You can access some excellent counselling in other forms though, through books and online resources. Downloadable hypnosis tapes, youtube videos etc. If you join a library they will order in specific books if they don't already have them.
Face to face counselling is brilliant but if it's not available to you then it doesn't have to be that or nothing. Put loads of effort into seeking out the right kind of self-help resources. I emphasis the 'right' kind because you will have to be a bit intelligent and a bit discerning about how you sort out what/who is worth listening to and what/who isn't, but it's all out there, if you look.
Look carefully at Amazon reviews of books, ask on here if people (especially MH and counselling professionals) can recommend books or free resources.

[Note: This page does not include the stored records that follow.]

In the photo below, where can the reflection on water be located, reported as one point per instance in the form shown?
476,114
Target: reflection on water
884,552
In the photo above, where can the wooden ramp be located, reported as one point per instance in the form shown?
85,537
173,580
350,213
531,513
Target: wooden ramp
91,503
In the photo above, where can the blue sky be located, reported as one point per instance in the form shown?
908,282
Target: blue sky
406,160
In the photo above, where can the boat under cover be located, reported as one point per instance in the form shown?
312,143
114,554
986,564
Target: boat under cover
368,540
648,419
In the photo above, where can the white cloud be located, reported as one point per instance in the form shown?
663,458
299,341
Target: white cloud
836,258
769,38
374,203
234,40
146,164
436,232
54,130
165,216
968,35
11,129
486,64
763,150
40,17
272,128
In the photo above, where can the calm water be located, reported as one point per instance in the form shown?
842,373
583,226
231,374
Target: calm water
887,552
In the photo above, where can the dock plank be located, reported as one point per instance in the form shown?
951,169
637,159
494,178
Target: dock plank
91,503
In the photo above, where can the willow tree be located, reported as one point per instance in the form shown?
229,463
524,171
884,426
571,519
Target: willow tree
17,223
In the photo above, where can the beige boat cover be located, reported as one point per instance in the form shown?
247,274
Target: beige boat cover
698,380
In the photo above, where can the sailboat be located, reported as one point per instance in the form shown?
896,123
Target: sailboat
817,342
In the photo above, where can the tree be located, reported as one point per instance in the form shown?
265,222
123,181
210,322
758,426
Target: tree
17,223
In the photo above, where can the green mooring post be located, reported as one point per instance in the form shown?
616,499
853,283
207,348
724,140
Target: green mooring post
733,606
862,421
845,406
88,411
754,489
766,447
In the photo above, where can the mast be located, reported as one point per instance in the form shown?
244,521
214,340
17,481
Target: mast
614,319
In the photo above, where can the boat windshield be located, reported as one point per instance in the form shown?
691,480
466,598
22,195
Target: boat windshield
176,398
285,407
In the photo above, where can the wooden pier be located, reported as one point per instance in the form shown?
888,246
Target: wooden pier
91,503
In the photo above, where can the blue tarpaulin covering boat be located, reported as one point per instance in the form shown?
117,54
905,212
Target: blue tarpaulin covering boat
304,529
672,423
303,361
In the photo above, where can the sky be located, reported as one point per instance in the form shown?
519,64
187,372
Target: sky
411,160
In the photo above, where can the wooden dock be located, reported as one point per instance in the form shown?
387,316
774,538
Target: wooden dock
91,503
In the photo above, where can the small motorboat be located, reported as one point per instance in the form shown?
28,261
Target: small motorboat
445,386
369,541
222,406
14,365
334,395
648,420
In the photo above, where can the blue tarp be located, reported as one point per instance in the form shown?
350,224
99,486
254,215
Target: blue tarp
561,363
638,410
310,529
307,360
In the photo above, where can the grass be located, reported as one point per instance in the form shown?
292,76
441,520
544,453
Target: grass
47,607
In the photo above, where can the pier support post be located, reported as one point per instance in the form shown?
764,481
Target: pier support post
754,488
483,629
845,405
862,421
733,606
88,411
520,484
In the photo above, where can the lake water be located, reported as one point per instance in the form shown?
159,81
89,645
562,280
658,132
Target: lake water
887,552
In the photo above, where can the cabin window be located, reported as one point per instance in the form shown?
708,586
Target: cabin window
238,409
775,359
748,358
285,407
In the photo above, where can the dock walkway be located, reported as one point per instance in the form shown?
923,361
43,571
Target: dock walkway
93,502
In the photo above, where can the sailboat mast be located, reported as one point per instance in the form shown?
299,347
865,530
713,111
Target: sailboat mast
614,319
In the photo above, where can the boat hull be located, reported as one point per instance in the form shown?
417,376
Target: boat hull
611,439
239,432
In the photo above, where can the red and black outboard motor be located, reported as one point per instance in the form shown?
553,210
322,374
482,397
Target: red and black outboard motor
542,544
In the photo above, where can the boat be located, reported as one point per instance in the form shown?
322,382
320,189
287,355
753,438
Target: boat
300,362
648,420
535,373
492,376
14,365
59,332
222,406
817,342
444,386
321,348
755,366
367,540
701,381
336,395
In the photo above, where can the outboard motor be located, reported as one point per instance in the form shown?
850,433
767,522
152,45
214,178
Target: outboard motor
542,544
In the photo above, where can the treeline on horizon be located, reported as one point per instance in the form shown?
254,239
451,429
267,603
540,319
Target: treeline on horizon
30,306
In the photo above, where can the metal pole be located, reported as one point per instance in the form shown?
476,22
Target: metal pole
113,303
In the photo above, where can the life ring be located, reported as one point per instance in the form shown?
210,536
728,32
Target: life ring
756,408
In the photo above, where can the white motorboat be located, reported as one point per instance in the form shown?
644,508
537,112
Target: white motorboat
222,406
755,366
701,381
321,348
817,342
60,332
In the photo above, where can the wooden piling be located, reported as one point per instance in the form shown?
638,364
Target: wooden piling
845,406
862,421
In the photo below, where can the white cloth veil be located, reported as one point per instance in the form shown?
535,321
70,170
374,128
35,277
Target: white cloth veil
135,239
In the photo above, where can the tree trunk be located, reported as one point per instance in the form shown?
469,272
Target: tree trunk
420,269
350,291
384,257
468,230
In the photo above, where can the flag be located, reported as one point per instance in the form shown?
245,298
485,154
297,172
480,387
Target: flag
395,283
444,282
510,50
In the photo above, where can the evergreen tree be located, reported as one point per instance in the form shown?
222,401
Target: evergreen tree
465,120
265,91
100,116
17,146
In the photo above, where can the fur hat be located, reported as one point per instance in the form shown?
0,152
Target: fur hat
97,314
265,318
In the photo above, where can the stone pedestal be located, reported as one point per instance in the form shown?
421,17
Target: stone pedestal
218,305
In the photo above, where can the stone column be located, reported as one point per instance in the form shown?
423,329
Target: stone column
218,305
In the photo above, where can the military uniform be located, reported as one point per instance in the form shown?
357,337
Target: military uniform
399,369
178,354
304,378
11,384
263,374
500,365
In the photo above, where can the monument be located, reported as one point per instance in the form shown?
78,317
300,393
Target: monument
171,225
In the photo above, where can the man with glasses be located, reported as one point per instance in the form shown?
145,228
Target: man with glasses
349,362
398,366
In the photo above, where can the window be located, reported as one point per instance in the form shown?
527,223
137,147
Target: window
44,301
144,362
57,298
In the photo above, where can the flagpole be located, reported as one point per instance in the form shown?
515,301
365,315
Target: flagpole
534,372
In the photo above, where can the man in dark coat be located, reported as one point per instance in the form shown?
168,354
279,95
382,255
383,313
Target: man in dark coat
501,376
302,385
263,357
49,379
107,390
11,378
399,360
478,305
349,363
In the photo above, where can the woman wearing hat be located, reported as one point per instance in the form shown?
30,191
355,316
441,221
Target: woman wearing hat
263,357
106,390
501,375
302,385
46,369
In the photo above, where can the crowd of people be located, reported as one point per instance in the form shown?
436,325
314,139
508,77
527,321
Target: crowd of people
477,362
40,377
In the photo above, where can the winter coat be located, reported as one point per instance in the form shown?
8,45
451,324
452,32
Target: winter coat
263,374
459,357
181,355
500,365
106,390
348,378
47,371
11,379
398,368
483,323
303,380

For example websites like this one: https://therapyinanutshell.com/internal-locus-of-control/
Make it a priority to get the best from those free resources. Buy yourself a journal (or ten journals, just cheap notebooks will do) and write down all the stuff that's been scrambled in your head your whole life long. All your demons. Your fears and insecurities. Dump it all. It doesn't matter if you fill ten books. It doesn't matter if you never read it back. It's cathartic to just get it all out there. The more you write down, the more the answers will reveal themselves to you.
The thing about counselling, is all they do is ask you questions that force you to look deep into yourself, really. And plant a few suggestions into your mind for different ways of looking at things that might be less destructive or less self-defeating. All the hard work comes from you.

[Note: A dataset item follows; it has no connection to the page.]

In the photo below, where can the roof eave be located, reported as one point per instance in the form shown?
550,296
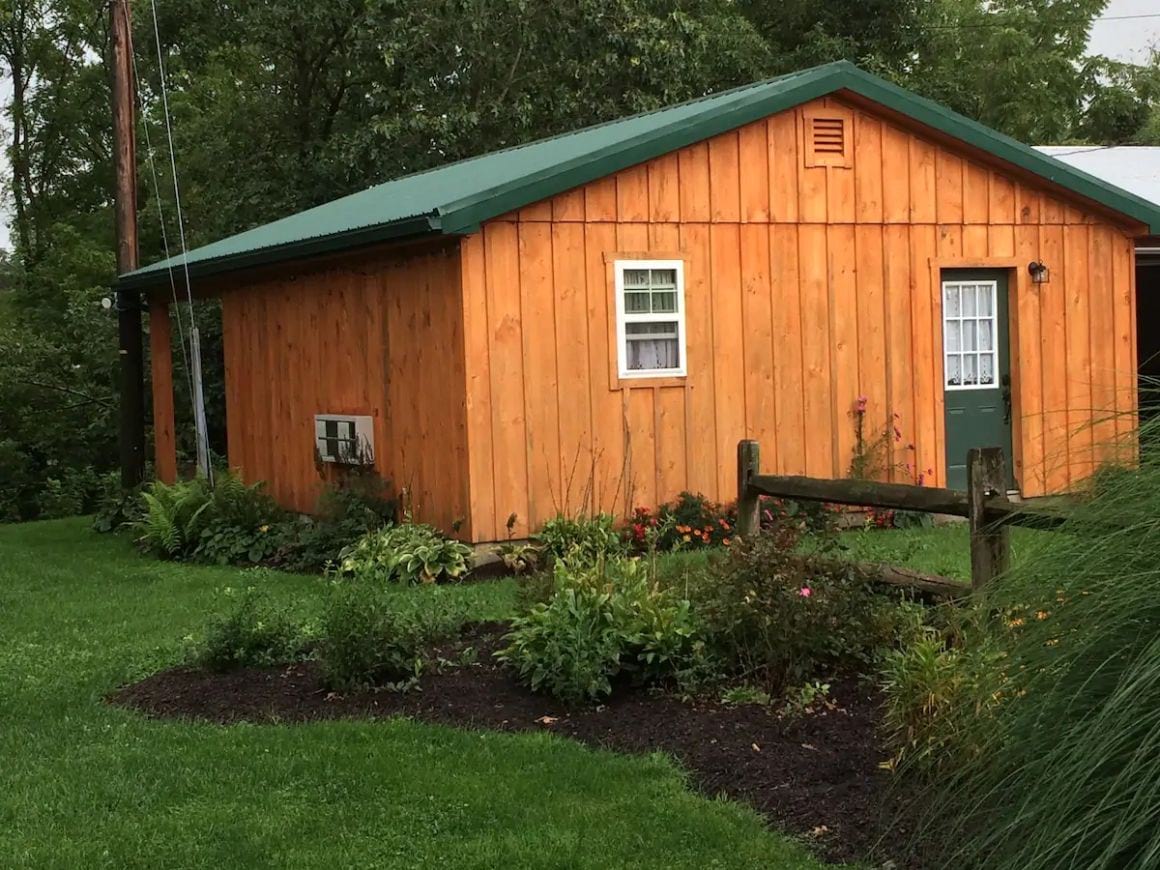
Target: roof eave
468,214
394,231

Write about the things that hold you back, the times accepted shoddy behaviour from others because you didn't value yourself enough to demand better from them. Or the times you've let yourself down by having poor self control, no motivation, destructive patterns of behaviour and thinking, or poor judgement, self sabotaging behaviour etc.
Bit by bit, as you work on yourself using the books and resources, you can start to write not about the past, but about the future and how you now understand youself better. What has happened to you in the past to cause you to think and feel the way you do, and how you can come to terms with it, take control of it and turn it around. Plan how you are going to mentally tackle certain situations from now on. Learning to understand what is, and isn't in your 'locus of control' is a massive breakthrough. It'll be a long process of baby steps but it can't happen if you don't start.
Prioritise all this as if it were a new job you'd be given, and really wanted to do well at. Make time for it and do it to the best of your ability, because nothing else will fix itself until that is fixed. I can't promise it's going to evaporate money worries, or make everything in your life suddenly wonderful, but it's a start in the right direction.
Even if nothing changes about your day to day situation with money, or housing, or problems with the kids or whatever, it could for example, stop you in your tracks next time you are tempted to get into a relationship with a man who you know in your heart of hearts is not going to be a positive addition to your life. Teach yourself not to ignore all the signs of a wrong'un. Recognise old patterns of behaviour and take action to avoid them. That alone (if it applies to you and your life) will be very empowering.
The old adage 'if you keep on doing what you keep on going, you'll keep on getting what you keep on getting' is very true.